On linux distros, the package manager downloads different binaries based on your CPU. Skylake would be x86-64-v3, Zen 4 would be x86-64-v4, for example.
And there are different schemes for multiple architectures in the same program, like hwcaps.
The extensions can be kinda broken down into 4 levels. Basically ancient, old (SSE 4.2), reasonably new (AVX2, Haswell/Zen 1 and up), and baseline AVX512.
There is discussion of a fifth level. Someone in the Intel Clear Linux IRC said a fifth level wasn't "worth it" for Sapphire Rapids because most of the new AVX512 extensions were not autovectorized by compilers, but that a new level would be needed in the future.
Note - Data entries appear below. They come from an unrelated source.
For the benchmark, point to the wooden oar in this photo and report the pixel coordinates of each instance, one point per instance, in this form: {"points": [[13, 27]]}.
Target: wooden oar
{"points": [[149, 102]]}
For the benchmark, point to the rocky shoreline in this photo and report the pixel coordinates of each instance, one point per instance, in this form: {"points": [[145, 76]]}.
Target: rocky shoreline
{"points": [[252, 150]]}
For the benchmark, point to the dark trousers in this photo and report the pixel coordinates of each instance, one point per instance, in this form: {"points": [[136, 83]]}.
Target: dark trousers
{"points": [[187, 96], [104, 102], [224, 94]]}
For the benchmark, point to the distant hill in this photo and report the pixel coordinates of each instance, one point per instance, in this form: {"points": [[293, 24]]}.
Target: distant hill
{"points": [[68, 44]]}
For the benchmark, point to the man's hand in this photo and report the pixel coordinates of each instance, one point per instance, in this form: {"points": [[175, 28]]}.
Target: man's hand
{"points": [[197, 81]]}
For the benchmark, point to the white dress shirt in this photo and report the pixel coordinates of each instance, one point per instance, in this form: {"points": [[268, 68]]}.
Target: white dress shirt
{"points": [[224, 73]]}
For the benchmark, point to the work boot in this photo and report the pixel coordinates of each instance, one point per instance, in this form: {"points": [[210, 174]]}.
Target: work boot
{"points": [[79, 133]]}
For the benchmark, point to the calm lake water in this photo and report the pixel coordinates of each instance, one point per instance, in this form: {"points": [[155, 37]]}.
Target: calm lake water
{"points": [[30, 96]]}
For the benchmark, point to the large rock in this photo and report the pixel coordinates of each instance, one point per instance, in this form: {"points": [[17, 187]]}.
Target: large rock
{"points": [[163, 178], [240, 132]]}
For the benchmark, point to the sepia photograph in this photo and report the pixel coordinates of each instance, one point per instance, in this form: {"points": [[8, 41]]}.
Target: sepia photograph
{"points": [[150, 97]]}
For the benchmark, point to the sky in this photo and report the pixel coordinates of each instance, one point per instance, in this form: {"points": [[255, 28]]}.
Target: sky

Perhaps they were thinking of APX, but couldn't disclose it.
Work out what it would cost to compile - say - a terabyte of C code at typical cloud spot prices.
A large VM with 128 cores can compile the 100 MB Linux kernel source tree in about 30 seconds. So… 200 MB/minute or 12 GB/hour. This would take 80 hours for a terabyte.
A 120 core AMD server is about 50c per hour on Azure (Linux spot pricing).
So… about $40 to compile an entire distro. Not exactly breaking the bank.
you'd have to separate out compiling and linking at a bare minimum to get even a semi accurate model. plus a lot of userspace is c++, which is much, much slower.
in the end it will be like any other modern hardware appliance:
the hardware is the same design for cost saving purposes, but different features are unlocked for $$$ by a software license key.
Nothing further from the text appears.